Martin Gil, President-Director of Coca-Cola Indonesia, opened the forum by stating that “realizing that the future of Indonesia hinges in our ability to unlock the potential of the country’s human capital, the idea of this forum first surfaced last year and we began socializing it with the Government of Indonesia in November during our annual business mission to Jakarta. The purpose of the forum today is to bring together key representatives from the private sector, government and academia to discuss ways of improving the domestic ecosystem for human capital and workforce development”.
 
Remarks were also delivered by the U.S. Deputy Chief of Mission Brian McFeeters, the Acting Director General of the Ministry of Manpower Maruli A. Hasoloan, and the Minister of National Development and Planning, H.E. Sofyan Djalil.   

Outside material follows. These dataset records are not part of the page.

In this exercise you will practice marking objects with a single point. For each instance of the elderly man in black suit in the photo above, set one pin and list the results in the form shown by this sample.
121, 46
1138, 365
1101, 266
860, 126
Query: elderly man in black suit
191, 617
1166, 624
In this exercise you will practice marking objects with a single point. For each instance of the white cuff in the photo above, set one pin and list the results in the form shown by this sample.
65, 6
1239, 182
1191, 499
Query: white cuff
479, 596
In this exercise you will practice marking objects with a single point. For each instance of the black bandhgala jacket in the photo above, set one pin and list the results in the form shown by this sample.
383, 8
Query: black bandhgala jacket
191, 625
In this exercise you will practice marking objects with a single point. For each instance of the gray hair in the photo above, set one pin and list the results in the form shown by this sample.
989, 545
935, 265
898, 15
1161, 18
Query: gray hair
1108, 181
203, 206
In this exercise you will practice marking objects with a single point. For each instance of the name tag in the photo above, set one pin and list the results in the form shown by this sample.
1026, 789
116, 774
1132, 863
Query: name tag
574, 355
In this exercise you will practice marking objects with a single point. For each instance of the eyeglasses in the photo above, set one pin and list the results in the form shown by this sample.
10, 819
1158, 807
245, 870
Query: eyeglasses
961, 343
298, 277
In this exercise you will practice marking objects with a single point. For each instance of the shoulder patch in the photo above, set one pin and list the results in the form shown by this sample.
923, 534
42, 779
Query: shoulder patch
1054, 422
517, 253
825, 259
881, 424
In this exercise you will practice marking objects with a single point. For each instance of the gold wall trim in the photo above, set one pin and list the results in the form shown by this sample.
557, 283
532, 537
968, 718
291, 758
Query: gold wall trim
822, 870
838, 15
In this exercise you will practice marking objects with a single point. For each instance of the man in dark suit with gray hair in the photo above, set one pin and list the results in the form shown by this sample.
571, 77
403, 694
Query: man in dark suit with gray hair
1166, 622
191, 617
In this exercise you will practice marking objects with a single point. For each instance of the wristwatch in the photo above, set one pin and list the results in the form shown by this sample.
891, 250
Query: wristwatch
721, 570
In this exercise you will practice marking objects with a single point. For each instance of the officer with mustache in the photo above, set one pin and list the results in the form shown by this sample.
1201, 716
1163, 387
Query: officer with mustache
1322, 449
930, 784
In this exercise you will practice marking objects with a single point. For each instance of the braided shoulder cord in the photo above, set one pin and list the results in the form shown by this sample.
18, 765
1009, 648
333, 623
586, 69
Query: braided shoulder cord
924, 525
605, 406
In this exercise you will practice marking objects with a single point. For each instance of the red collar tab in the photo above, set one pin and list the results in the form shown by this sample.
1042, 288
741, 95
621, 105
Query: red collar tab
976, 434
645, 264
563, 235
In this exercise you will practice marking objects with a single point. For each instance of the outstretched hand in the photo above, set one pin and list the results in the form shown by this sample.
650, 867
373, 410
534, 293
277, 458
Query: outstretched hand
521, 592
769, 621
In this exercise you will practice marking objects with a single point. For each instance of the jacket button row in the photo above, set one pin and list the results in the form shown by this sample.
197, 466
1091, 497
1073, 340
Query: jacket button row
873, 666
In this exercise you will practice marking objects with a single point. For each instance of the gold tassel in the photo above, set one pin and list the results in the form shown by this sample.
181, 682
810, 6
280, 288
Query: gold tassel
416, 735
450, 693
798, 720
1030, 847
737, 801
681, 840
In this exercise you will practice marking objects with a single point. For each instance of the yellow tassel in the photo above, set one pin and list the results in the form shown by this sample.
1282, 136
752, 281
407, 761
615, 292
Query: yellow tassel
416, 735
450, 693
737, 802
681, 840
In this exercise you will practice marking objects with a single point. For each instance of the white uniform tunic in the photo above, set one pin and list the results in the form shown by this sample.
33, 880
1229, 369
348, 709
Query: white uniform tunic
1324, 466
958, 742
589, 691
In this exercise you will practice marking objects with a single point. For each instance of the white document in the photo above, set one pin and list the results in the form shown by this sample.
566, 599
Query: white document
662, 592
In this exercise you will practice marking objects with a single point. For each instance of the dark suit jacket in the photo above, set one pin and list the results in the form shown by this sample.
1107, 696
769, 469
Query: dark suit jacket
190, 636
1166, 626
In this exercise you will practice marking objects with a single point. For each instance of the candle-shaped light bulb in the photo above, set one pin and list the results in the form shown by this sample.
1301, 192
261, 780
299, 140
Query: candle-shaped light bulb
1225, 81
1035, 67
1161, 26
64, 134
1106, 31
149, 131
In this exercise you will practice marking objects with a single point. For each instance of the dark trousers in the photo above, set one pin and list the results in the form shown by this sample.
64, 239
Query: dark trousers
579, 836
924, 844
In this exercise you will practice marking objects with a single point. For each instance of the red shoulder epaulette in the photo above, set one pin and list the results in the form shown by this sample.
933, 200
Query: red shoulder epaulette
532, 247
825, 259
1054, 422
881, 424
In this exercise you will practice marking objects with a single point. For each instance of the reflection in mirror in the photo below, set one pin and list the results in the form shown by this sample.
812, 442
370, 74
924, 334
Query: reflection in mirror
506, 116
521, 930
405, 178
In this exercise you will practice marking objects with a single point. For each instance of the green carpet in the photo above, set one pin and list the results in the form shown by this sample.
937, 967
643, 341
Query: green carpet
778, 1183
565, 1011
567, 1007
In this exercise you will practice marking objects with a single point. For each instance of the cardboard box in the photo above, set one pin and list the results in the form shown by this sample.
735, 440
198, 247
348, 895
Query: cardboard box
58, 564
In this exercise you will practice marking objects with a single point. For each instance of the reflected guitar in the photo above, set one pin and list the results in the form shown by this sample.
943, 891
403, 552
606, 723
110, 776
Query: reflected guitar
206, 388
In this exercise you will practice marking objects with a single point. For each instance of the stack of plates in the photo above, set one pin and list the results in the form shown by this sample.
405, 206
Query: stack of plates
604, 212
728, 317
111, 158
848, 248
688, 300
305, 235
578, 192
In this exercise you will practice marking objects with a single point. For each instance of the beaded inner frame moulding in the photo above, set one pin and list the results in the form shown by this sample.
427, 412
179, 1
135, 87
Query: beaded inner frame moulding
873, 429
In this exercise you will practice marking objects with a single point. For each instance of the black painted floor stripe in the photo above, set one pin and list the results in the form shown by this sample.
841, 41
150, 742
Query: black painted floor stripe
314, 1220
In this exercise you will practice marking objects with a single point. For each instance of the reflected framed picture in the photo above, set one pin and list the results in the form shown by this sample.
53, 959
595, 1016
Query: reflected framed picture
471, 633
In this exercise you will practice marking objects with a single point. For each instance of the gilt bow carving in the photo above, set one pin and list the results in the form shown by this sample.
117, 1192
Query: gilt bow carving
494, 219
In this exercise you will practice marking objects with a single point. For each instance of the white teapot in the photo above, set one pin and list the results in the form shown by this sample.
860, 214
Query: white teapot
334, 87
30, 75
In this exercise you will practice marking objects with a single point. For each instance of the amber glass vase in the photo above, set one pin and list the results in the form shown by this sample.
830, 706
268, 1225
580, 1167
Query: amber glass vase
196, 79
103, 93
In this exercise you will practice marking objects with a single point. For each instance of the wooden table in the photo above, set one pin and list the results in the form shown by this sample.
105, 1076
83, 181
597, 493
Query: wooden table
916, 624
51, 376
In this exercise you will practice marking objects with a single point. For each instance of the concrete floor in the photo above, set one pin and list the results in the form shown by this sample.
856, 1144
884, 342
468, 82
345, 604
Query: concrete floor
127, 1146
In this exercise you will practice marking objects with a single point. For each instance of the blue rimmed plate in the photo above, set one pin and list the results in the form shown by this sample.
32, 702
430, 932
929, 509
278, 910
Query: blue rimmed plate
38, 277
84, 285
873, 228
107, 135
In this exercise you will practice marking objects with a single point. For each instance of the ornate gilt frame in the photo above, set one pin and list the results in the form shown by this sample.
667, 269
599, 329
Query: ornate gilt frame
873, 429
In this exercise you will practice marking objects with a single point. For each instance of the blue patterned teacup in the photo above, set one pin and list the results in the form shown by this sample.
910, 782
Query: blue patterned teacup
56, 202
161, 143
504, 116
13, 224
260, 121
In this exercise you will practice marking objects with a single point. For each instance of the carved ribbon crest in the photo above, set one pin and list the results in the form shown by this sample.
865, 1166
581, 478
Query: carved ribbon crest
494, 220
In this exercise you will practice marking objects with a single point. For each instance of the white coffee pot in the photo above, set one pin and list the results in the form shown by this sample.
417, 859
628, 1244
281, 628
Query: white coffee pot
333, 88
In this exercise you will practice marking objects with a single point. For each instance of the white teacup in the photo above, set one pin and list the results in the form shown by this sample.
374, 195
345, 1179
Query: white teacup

The forum focused on a range of strategic topics including Science, Technology, Engineering and Math (STEM) skills development, highlighted concrete examples of workforce and human capital development projects, and called on interested attendees to join future discussions to further collaboration.
 
There were 4 different panel discussions which included Indonesia’s Human Capital Development Vision, and US and local industry perspectives on workforce development; best practices in forging public-private partnership in human capital development drawing on examples of the Higher Education Engineering Alliance Program (HEEAP) in Vietnam and the Higher Education and Leadership Management (HELM) Project in Indonesia; industry-led human capital development programs designed to foster innovation and industrial development; and finally a call to action or open invitation to all forum participants to collaborate  on existing public-private workforce development initiatives.
 
Dr. Kathy Wigal of Arizona State University invited forum attendees to participate in a follow up dialogue to explore developing a public-private human capital development alliance in Indonesia. Dr. Wigal stated, “our team at ASU is excited about the opportunities to share the best practices of our HEEAP consortium model with education, industry and government in Indonesia.  We have learned a great deal through our year-long special initiative and collaboration with the HELM project and look forward to developing deep and diverse government-industry-academic partners that share a goal of tightly linking science, technology, engineering, and math (STEM) instruction in higher education institutions to the needs and capabilities of industry partners, producing graduates who can lead inclusive, technology-based growth.  It begins with developing relationships, and by coming together today we have taken the first step”.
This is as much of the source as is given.